Siemens says wind industry must cut costs rapidly
* Subsidies still needed, governments reluctant to pay
* Wind needs to be competitive with other fuel sources
By John Acher and Barbara Lewis
COPENHAGEN, April 16 (Reuters) - The wind industry must cut costs rapidly to stay competitive and boost its unacceptably low margins, the head of German conglomerate Siemens AG's wind turbines business said on Monday.
Rising costs and falling investment in energy infrastructure are threatening growth in the sector, while European manufacturers also face increasing competition from Chinese rivals which are so far focused on their domestic market but are seen as international rivals in the future.
"The wind industry currently faces a very difficult market environment," said Felix Ferlemann, chief executive of Siemens Wind Power, which was the world's ninth biggest wind turbine maker last year according to BTM Consult.

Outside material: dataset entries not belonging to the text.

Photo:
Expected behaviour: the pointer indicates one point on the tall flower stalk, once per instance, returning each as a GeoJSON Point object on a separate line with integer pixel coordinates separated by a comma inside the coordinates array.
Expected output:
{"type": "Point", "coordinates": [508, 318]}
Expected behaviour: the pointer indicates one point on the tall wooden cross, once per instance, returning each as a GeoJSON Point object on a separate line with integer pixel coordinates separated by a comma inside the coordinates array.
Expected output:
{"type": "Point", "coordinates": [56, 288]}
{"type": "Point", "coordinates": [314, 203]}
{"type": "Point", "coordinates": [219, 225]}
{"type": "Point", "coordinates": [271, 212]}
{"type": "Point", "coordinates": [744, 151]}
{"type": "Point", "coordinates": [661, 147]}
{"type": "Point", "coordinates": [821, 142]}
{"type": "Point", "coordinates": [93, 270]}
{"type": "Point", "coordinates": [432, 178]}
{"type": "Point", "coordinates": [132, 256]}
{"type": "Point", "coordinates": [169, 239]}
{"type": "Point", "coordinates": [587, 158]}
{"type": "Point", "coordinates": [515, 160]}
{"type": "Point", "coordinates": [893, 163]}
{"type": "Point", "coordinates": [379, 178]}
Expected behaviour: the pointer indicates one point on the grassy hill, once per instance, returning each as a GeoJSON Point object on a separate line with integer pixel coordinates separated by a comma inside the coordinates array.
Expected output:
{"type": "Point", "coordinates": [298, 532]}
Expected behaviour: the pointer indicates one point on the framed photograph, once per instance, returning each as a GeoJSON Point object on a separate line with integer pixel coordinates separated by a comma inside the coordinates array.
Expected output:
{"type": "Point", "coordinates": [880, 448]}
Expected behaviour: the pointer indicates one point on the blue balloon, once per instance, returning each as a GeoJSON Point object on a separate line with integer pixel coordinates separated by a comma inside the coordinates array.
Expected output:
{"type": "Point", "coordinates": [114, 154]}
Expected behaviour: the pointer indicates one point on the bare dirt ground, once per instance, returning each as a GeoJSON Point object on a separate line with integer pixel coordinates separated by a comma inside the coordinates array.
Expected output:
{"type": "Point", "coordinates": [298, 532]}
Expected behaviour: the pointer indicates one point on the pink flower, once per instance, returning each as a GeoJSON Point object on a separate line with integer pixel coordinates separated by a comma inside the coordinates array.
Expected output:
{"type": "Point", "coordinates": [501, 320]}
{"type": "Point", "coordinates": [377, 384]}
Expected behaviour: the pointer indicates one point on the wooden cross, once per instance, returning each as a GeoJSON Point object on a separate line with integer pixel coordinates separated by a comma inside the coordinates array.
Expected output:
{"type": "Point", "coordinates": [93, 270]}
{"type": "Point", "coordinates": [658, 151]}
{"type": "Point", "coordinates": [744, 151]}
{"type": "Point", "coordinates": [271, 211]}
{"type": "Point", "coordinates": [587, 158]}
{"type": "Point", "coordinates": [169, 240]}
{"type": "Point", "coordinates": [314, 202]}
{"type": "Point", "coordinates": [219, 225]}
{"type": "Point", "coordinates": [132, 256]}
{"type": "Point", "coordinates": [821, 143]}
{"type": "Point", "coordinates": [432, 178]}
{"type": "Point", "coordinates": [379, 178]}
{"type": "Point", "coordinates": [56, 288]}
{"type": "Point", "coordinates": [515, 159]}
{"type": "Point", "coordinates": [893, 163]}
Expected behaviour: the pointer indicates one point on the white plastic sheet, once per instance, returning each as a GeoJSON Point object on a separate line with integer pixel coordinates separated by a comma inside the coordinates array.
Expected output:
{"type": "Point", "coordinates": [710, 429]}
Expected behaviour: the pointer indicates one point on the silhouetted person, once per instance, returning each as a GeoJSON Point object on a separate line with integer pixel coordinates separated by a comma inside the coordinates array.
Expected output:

"Price pressure is growing, and, at the same time, governments are under pressure to reduce public spending on the subsidies we still depend on," he told the annual conference of the European Wind Energy Association (EWEA).
Ferlemann said those and other factors had affected the results of many European wind energy companies.
"Currently, profitability is not always given." he said. "The wind industry struggles with low margins ... This is not a sustainable situation. We are under pressure to reduce costs quickly. And we have made this our highest priority."
His comments came after a report from the EWEA argued wind power had bucked Europe's economic downturn to swell gross domestic product and create jobs but needed more ambitious EU green energy policy and investment in research and development to keep growing.
Ferlemann said the wind sector had to become more competitive with other types of energy.
"We must make it (wind) competitive with traditional energy sources and we must do this soon. Only then can we become independent from subsidies."
To secure its future, the wind industry needs to invest massively in innovation and industrialisation, but shareholders would only endorse that if the industry could operate in a stable, predictable and profitable environment.
In the past, it reduced costs by 40 percent every 10 years. "In the future, we need to be even quicker," Ferlemann said.